C’è, tuttavia, da evidenziare -è stato rimarcato nel corso della Conferenza nazionale- che negli altri paesi Ue si è avuta una consistente crescita. Tra il 2002 e il 2003 la Germania ha aumentato la sua superficie del 5,3 per cento, la Spagna del 9,1 per cento, la Francia dell’8,1 per cento, l’Austria del 10,7 per cento, la Grecia del 744,6 per cento, la Svezia (che nel frattempo è arrivata al 20 per cento della Sau totale bio) dell’11 per cento. Sono dati che indicano come i nostri partner-competitori europei hanno adottato una strategia concreta ed incisiva per lo sviluppo del settore. Una politica che oggi manca nel nostro Paese.

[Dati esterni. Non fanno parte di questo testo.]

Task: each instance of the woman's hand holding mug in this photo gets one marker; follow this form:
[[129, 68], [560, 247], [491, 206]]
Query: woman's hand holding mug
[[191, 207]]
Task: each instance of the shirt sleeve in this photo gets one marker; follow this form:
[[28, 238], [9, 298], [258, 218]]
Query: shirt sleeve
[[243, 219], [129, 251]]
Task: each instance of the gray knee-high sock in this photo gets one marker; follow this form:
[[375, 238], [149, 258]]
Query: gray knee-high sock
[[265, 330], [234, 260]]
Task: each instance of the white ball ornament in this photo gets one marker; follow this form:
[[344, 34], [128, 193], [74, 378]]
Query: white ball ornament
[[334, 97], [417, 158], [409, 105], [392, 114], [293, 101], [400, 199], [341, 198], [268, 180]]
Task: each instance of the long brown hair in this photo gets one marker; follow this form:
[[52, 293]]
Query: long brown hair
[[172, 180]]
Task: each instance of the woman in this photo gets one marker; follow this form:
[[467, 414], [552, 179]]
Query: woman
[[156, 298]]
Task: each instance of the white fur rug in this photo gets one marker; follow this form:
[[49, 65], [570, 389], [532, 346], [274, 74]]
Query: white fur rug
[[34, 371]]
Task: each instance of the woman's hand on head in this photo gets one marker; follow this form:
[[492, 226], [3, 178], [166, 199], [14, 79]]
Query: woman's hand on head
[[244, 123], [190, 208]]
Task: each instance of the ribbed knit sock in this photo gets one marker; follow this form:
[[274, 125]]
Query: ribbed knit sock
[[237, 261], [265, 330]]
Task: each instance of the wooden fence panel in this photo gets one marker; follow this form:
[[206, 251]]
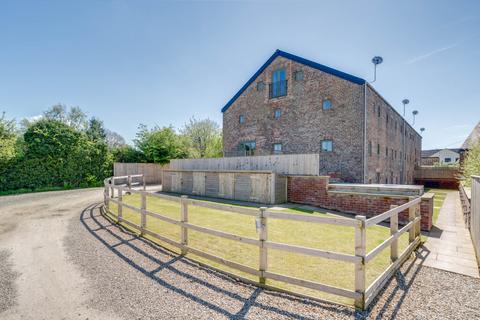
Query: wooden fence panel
[[151, 171], [294, 164]]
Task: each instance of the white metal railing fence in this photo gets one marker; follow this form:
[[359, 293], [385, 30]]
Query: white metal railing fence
[[362, 295]]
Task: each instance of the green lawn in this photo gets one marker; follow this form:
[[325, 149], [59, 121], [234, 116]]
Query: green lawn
[[326, 237], [440, 195]]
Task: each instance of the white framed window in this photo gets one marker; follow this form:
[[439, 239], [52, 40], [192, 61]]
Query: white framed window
[[277, 113], [327, 104], [298, 75], [277, 148], [327, 146], [260, 86]]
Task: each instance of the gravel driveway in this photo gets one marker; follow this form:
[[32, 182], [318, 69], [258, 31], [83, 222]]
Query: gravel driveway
[[66, 261]]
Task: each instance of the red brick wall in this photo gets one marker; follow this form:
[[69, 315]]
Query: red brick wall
[[312, 190]]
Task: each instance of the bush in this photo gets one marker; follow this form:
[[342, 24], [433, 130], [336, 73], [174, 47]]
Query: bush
[[57, 155], [472, 164]]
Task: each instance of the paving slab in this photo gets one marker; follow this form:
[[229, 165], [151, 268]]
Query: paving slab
[[449, 246]]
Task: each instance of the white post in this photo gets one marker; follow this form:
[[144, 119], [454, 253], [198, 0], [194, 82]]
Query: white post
[[120, 211], [360, 251], [412, 233], [112, 183], [263, 236], [143, 208], [184, 219], [272, 187], [419, 223], [107, 197], [393, 230]]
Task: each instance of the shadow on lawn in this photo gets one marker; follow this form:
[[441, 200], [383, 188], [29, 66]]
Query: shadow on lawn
[[101, 227]]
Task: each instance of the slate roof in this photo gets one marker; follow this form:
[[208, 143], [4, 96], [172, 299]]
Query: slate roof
[[315, 65], [472, 138]]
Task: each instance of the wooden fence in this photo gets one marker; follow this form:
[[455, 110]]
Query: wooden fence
[[474, 221], [293, 164], [254, 186], [151, 171], [361, 294]]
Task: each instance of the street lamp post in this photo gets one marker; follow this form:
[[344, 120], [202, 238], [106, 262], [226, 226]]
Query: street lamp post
[[414, 113], [405, 102]]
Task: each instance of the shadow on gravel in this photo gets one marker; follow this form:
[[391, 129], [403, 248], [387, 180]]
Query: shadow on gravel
[[392, 299], [96, 224]]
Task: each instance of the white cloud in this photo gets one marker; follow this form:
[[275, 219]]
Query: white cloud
[[431, 53]]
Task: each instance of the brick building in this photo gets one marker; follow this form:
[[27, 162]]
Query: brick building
[[293, 105]]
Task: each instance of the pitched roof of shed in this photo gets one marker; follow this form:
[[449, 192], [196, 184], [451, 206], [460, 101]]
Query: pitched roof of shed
[[472, 138], [298, 59]]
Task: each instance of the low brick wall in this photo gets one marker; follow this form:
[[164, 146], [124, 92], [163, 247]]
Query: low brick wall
[[314, 190]]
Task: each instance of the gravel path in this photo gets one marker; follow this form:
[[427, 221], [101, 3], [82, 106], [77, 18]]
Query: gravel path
[[8, 291], [136, 279], [61, 259]]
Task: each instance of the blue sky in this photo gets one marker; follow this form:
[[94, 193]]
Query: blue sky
[[153, 62]]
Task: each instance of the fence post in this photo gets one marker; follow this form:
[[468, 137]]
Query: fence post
[[107, 197], [360, 251], [120, 196], [143, 208], [412, 233], [112, 183], [418, 227], [262, 235], [184, 219], [393, 230]]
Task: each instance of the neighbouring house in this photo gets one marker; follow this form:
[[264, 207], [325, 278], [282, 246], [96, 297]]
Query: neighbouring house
[[441, 156], [472, 138], [293, 105]]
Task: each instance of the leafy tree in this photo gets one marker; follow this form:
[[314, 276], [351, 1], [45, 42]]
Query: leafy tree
[[57, 154], [8, 144], [77, 118], [204, 138], [74, 117], [114, 140], [127, 154], [95, 130], [472, 163], [160, 145], [56, 112]]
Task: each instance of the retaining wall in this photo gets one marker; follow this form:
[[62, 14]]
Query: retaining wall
[[368, 200]]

I bio-consumatori nel nostro Paese -è stato affermato- sono attualmente più di 20 milioni che mettono in moto un giro d’affari di 1,4 milioni di euro l’anno (pari al 3,2 per cento del settore agricolo e all’1,5 per cento di quello alimentare) nel quale si sono inserite prepotentemente le produzioni estere che, se non si interviene con azioni mirate e propulsive, rischiano di provocare preoccupanti contraccolpi alle aziende italiane.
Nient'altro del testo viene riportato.